NEDCo owed GH¢1.2bn by customers; spends GH¢120m monthly but gets GH¢85m

Electricity consumers owed the Northern Electricity Distribution Company (NEDCo), a subsidiary of the Volta River Authority (VRA), about GH¢1.2 billion as at January 2023.

NEDCo, which also owes its parent company VRA GH¢1.6billion for power purchased, says it spends GH¢120million every month to make electricity available to consumers; but is only able to recoup GH¢85million monthly due to power theft and non-payment by consumers.

This means that the company which distributes electricity to consumers in the Northern, North-East, Savannah, Upper East and Upper West Regions, as well as part of Ashanti, Bono, Ahafo and Oti Regions, makes monthly losses of over GH¢35million.

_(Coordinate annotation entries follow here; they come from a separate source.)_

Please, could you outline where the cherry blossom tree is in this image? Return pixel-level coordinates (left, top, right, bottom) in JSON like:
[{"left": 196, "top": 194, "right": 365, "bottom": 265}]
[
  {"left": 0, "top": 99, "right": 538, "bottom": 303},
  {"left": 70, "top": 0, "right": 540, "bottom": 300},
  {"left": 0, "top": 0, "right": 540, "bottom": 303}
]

Meanwhile, aside from what the electricity distributor owes VRA, it is also indebted to state-owned power transmitter, Ghana Grid Company (GRIDCo), to the tune of GH¢48 million.

The development raises questions about the long-term sustainability of NEDCo, as the huge monthly losses are making it difficult for the company to replace obsolete equipment and undertake major repair and maintenance work in order to improve on service delivery.

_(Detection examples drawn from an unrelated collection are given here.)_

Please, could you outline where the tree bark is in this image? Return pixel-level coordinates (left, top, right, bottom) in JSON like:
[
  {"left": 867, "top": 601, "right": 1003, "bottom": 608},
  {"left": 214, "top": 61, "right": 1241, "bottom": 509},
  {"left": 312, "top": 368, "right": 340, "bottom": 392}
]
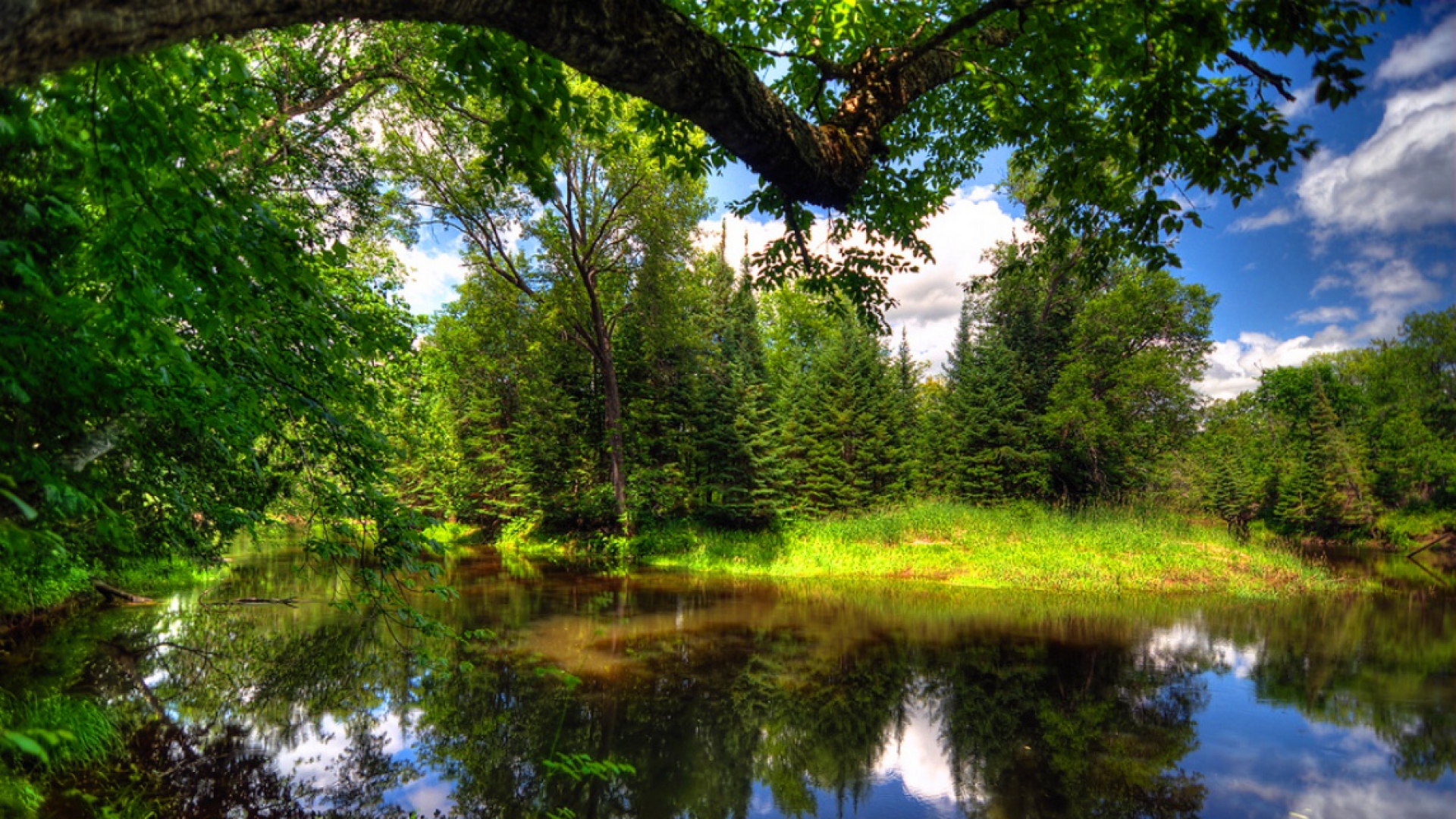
[
  {"left": 0, "top": 0, "right": 990, "bottom": 210},
  {"left": 584, "top": 277, "right": 632, "bottom": 535}
]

Revenue collection exercise

To retrieve the funds owed it, Corporate Communication Manager at NEDCo, Maxwell Kotoka, told the B&FT that his outfit has started a revenue mobilisation exercise to recoup funds owed the company, and to weed out illegal power connections or power theft.

The exercise will cover all categories of customers within NEDCO’s jurisdiction – including state-owned enterprises (SOEs), ministries, departments and agencies (MDAs) and metropolitan, municipal and district assemblies (MMDAs).

“Any persons identified to be engaged in illegal connections would be dealt with in accordance with the law,” Mr. Kotoka warned.

He emphasised that recalcitrant customers who refuse to redeem their indebtedness to the company after they have been served with notices will face legal action.

He therefore urged the general public to cooperate with the company as it takes steps to recover funds owed it, as part of measures to ensure stable and reliable electricity supply.

Assault on NEDCo staff

Last year, staff of NEDCo in Tamale had to withdraw their services over attacks by some residents.

The workers were said to be carrying out their routine work in the area when the incident occurred.

NEDCo subsequently suspended its operations at Tamale in solidarity with its workers who were assaulted, resulting in a total blackout for some days.

Power was restored to the area after utilities regulator, the Public Utilities Regulatory Commission (PURC), intervened.